Kendi merkezi etrafında her gün biraz daha süratle dönmekten başka bir şey yapmayan insan, atlıkarıncada gözlerini kapayan çocuğun kilometrelerce uzaklara gitmesi hayaline benzer bir ilerleme vehmi içindedir.
Yıldızların ve mezarların önünde, sonsuzluk ve yokluk problemlerinin önünde susan ideolojiler, insana kendisini aşan gayeler teklif edemedikleri için, onun kendisiyle kendi arasına hiçbir üstün prensibin ve hiçbir idealin mesafesini koyamamışlardır. İnsanı hedef olarak kendi kendisini gösterince, onu yerinde saymaya mahkûm ettikleri halde koşmasına çalışmak gibi bir imkânsızlıkla karşılaştıklarının farkına varamamışlardır. Bunun sonu yalnız uçakla madde hâlinde göklere çıkmaktan, fakat manen yerde sürünmekten başka ne olabilirdi?

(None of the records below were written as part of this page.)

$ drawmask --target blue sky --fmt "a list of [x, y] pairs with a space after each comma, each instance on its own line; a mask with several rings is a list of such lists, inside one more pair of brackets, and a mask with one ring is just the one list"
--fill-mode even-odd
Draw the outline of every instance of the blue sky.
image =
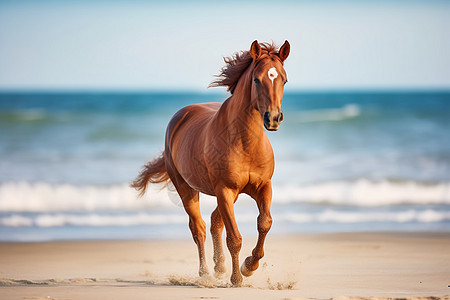
[[449, 1], [0, 1], [0, 90], [206, 90], [291, 43], [291, 90], [450, 89]]

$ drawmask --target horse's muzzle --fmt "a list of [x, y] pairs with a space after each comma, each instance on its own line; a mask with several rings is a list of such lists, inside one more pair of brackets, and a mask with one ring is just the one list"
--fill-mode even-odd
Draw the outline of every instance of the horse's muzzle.
[[270, 131], [277, 131], [283, 122], [283, 113], [271, 114], [270, 112], [264, 113], [264, 127]]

Ferdiyetçi liberalizm, "ben" ve "biz" arasındaki davada, birincinin müdafaasını yaptıkça, bugünkü sosyal huzursuzluğun temelindeki bencilliğin çatlağını genişletti. Ben kuduzunu azdırdı.
Fertten millete, milletten insana, insandan Allah'a doğru aşmanın merhalelerini idealleştirmeyen ve kendi ölçüsünü yalnız kendisinde (fertte veya külli insan mefhumunda) bulan insanın nasibi bugünkü dünya katastrofundan başka nedir?